Nel libro tratteggia la figura del padre Silvio, ucciso a Marsala il 2 giugno 1983, durante l’imperversare della lotta di mafia che vide protagonisti i Riina e Provenzano che vollero per la conquista del territorio siciliano e palermitano in particolare, compiere uccisioni verso i clan avversi legati a Gaetano Badalamenti.
Ora, mentre i perdenti si davano alla latitanza o si rifugiavano in America, le vendette trasversali si abbatterono sui parenti ed affiliati rimasti, anche innocenti.
Silvio Badalamenti, che lavorava presso l’esattoria di Marsala, nipote del boss, sempre estraneo ai fatti delittuosi dello zio e della famiglia, venne colpito a morte al centro di una piazza di Marsala mentre si recava al lavoro.

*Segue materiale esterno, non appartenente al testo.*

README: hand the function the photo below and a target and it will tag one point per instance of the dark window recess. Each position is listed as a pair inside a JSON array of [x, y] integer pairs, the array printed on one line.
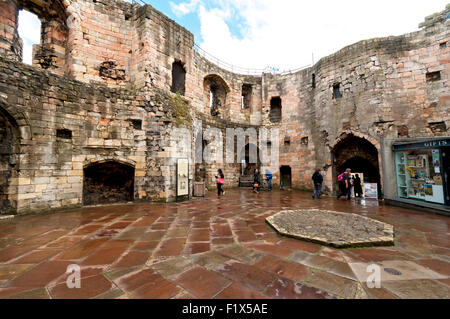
[[275, 110], [305, 140], [178, 78], [64, 134], [246, 96], [433, 76], [337, 91], [137, 124]]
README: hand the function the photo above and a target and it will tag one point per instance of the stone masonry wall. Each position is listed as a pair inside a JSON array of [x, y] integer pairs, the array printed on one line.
[[103, 72]]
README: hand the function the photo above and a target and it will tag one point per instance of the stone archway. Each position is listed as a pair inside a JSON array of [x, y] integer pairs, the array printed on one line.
[[108, 182], [285, 177], [250, 164], [360, 155], [9, 150]]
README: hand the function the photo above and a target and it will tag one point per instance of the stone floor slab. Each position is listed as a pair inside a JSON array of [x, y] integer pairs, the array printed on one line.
[[332, 228]]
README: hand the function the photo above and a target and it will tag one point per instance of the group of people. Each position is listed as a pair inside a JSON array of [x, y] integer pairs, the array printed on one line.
[[346, 183]]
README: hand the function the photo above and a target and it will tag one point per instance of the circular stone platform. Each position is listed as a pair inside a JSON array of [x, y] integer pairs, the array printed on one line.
[[334, 229]]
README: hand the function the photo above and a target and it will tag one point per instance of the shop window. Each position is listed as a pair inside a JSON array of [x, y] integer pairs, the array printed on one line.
[[433, 76], [178, 78], [438, 127], [420, 175], [275, 110], [246, 96], [337, 91], [30, 32]]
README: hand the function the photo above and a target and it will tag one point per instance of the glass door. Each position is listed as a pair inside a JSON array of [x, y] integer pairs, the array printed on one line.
[[446, 173]]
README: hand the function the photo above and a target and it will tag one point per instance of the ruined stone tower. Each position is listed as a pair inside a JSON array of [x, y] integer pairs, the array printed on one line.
[[89, 122]]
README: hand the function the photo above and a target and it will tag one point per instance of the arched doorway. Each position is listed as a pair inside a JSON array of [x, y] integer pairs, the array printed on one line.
[[361, 156], [285, 177], [8, 149], [108, 183], [248, 168]]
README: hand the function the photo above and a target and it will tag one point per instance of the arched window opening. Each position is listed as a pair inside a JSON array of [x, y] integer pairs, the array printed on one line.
[[246, 102], [30, 32], [275, 110], [178, 78], [215, 91], [8, 151]]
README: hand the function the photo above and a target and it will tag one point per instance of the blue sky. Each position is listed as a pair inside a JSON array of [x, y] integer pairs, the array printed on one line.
[[285, 34]]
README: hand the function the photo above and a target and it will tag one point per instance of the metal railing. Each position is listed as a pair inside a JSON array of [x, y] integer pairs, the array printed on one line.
[[240, 70], [233, 68]]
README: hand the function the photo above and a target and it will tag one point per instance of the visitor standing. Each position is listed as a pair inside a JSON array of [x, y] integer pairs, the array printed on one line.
[[318, 181], [269, 177], [345, 184], [256, 182], [220, 182], [358, 186]]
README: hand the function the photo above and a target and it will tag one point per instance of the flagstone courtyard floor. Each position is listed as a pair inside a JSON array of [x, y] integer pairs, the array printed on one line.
[[218, 248]]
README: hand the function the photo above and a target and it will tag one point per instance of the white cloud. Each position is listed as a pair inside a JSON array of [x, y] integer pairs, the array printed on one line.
[[286, 33], [185, 7]]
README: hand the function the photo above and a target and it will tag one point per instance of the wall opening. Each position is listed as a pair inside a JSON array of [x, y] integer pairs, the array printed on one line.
[[64, 134], [250, 163], [178, 78], [337, 91], [433, 76], [275, 110], [30, 32], [246, 102], [360, 156], [285, 177], [215, 92], [8, 149], [108, 183], [287, 141], [137, 124]]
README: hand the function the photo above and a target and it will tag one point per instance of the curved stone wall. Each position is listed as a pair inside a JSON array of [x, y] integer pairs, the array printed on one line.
[[107, 78]]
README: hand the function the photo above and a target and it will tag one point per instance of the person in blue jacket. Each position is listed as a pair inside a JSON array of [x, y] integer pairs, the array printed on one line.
[[269, 177], [318, 181]]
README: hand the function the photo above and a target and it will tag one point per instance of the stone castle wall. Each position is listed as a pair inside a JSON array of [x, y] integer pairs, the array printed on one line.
[[103, 72]]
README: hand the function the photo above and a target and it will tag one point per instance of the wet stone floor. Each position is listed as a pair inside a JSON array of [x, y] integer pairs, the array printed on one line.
[[218, 248]]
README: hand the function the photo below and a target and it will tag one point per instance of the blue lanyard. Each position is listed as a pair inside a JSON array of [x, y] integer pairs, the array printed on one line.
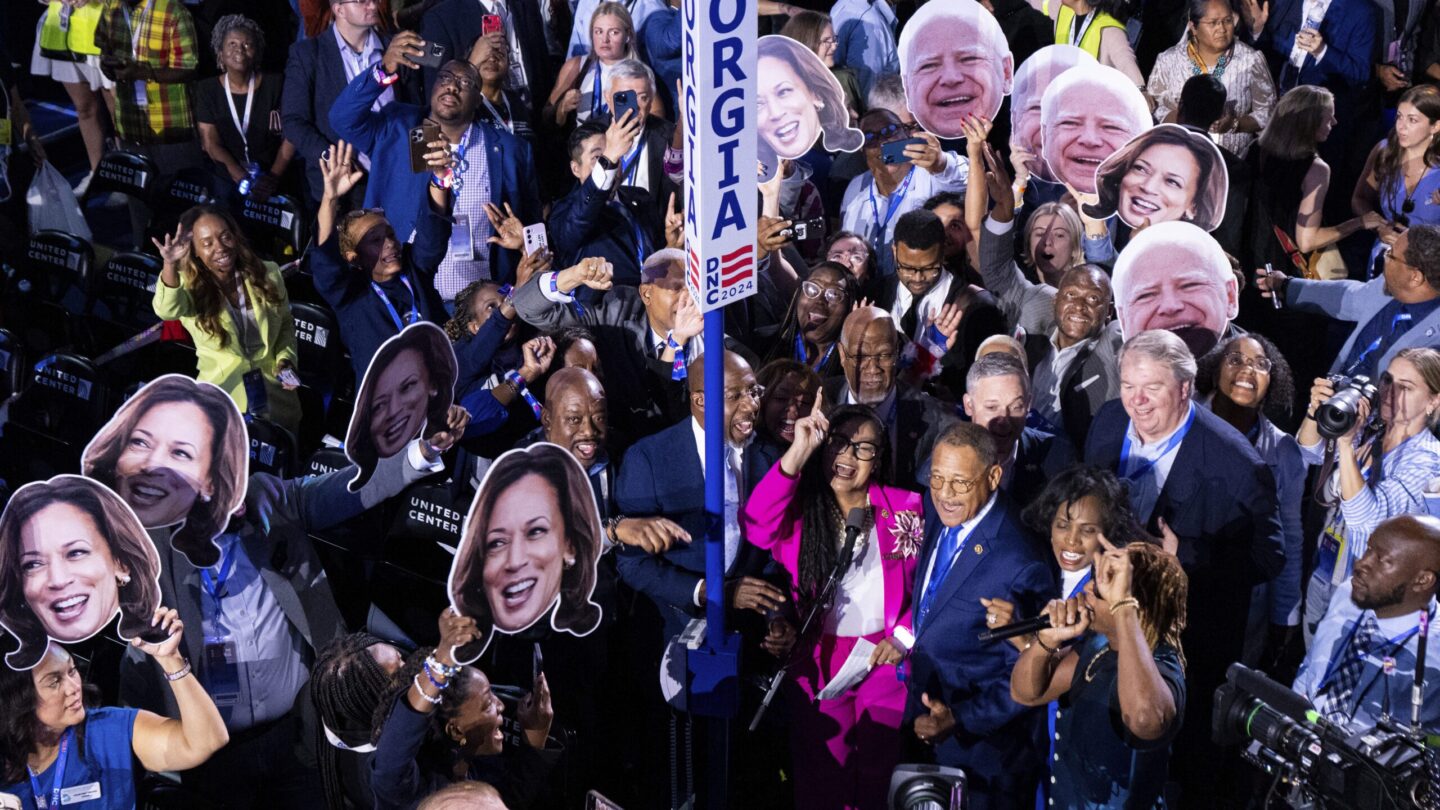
[[1080, 584], [1350, 637], [59, 776], [894, 203], [395, 316], [216, 585], [801, 355], [1170, 444]]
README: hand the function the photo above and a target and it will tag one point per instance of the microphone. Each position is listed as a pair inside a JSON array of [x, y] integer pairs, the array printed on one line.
[[854, 523], [1021, 627]]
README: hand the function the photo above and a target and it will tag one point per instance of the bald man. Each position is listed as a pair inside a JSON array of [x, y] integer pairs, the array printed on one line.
[[1373, 619], [870, 355], [1174, 276]]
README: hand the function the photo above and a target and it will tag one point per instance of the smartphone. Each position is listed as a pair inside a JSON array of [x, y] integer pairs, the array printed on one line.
[[893, 152], [536, 238], [808, 228], [421, 136], [625, 100], [432, 56]]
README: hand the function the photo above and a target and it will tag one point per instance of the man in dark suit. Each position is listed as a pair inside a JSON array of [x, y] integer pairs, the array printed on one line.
[[591, 221], [975, 548], [640, 332], [997, 398], [318, 69], [870, 355], [507, 166], [458, 23], [1193, 474]]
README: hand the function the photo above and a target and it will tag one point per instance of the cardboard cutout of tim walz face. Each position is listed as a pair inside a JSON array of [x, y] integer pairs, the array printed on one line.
[[72, 557], [177, 453], [529, 548], [954, 64], [1167, 173], [1086, 116], [1031, 79], [799, 101], [406, 389], [1174, 276]]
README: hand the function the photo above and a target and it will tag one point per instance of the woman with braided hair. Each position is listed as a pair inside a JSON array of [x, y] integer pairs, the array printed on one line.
[[1112, 657], [350, 679]]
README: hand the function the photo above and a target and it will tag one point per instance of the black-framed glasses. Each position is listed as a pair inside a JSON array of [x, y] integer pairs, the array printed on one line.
[[738, 394], [1262, 365], [833, 294], [861, 450]]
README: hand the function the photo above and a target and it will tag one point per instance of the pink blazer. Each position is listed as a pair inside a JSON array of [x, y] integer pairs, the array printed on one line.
[[772, 521]]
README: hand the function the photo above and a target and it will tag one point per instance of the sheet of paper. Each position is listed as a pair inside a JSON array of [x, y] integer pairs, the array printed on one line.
[[850, 675]]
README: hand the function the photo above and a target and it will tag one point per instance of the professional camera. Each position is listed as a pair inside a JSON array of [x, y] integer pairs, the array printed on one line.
[[1337, 415], [926, 787], [1321, 763]]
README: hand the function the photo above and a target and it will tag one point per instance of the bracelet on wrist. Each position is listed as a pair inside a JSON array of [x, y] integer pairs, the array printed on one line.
[[434, 701]]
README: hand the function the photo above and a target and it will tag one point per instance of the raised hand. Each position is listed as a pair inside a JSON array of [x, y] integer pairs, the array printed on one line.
[[174, 248], [510, 232], [810, 435], [936, 725], [339, 170]]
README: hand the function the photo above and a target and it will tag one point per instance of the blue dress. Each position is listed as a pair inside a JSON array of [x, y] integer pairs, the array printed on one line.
[[1393, 205], [102, 770], [1098, 763]]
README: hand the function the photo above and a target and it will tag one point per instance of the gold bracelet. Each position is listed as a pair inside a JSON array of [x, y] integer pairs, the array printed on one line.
[[1126, 601]]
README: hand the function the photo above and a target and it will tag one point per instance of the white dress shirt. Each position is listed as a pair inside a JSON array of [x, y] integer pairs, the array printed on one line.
[[860, 598]]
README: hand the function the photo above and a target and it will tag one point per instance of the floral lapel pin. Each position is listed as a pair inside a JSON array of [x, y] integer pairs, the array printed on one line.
[[909, 532]]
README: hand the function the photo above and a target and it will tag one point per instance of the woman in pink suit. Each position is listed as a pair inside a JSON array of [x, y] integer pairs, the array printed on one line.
[[798, 513]]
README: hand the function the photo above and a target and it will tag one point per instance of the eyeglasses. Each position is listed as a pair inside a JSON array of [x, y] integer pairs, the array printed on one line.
[[861, 450], [959, 486], [1262, 365], [884, 134], [452, 78], [833, 294], [929, 271], [738, 394], [1218, 23]]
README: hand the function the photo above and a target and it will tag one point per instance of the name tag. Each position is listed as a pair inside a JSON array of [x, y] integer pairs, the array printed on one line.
[[79, 793]]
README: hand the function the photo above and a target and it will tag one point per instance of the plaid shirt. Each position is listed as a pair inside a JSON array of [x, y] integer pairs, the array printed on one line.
[[166, 39]]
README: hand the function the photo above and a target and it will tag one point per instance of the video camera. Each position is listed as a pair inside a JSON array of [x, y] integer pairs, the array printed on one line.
[[1321, 761], [1337, 415]]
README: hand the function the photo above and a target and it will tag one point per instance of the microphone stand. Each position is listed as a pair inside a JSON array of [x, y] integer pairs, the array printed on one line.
[[827, 594]]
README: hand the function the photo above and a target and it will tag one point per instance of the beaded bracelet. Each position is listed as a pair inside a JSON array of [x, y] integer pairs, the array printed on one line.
[[424, 696]]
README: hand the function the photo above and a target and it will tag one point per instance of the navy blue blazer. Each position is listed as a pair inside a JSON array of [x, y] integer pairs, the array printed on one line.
[[661, 476], [1351, 32], [314, 77], [402, 193], [994, 735]]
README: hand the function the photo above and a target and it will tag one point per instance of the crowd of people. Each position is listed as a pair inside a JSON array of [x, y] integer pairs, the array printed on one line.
[[1087, 358]]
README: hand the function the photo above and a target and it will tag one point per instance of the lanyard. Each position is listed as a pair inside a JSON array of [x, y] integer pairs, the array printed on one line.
[[414, 316], [804, 358], [134, 28], [1350, 637], [242, 126], [1085, 29], [504, 120], [894, 203], [59, 776], [1170, 444]]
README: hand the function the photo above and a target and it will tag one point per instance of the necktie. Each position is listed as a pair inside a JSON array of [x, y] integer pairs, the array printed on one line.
[[910, 319], [1335, 698]]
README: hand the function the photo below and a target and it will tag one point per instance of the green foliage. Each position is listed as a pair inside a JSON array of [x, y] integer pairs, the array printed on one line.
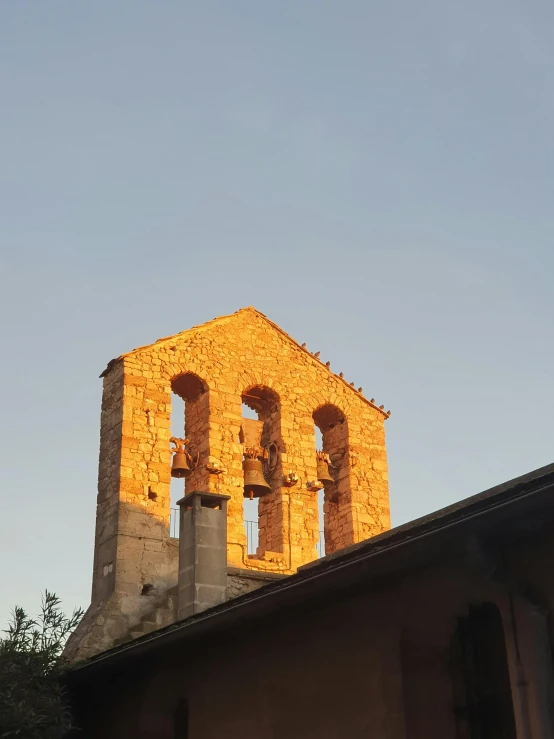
[[32, 703]]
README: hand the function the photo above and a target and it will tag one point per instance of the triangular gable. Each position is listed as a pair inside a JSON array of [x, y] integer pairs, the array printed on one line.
[[221, 319]]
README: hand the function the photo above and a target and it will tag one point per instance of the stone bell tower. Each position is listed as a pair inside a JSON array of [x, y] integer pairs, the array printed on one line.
[[216, 368]]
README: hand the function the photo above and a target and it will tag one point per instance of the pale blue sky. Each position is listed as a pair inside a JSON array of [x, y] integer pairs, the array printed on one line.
[[376, 177]]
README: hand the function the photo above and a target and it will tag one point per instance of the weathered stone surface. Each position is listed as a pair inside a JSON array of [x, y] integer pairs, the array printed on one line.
[[215, 367]]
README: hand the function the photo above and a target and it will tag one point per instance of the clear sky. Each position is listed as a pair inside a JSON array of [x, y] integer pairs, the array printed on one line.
[[376, 177]]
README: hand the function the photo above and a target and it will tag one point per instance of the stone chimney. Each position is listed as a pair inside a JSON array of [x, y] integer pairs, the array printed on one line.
[[202, 552]]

I depistaggi, che si susseguono a fronte ad ogni delitto di mafia, in un primo tempo videro chissà quali legami dell’ucciso con l’appartenenza criminale. Ci volle la tenace opera di Giovanni Falcone e di molti pentiti e collaboratori di giustizia per riaffermare e riconoscere la verità. Pentiti e collaboratori riaffermarono l’estraneità al mondo mafioso di Silvio Badalamenti che, non avendo nulla da temere e dato che anzi si era sempre discostato e dissociato dall’incombente ed imbarazzante famiglia, senza timore, ma con indubbio coraggio e sostenuto dai suoi valori morali per ristabilire la verità, aveva continuato il suo lavoro nella cittadina di Marsala.
Lasciava la moglie Gabriella Ruffino e le due figlie, Gloria e Maria, allora appena bambine, che, uniche rimaste, continuano a testa alta a difendere la memoria del padre, a lottare per il riaffermarsi della giustizia, ma soprattutto per allontanare e discostarsi da tutti i pregiudizi, le falsità, le facili allusioni che anche nel paese di Cinisi tutt’ora permangono in molti strati della popolazione ed in certi ambienti ed associazioni, di coloro che dicono di combattere la mafia.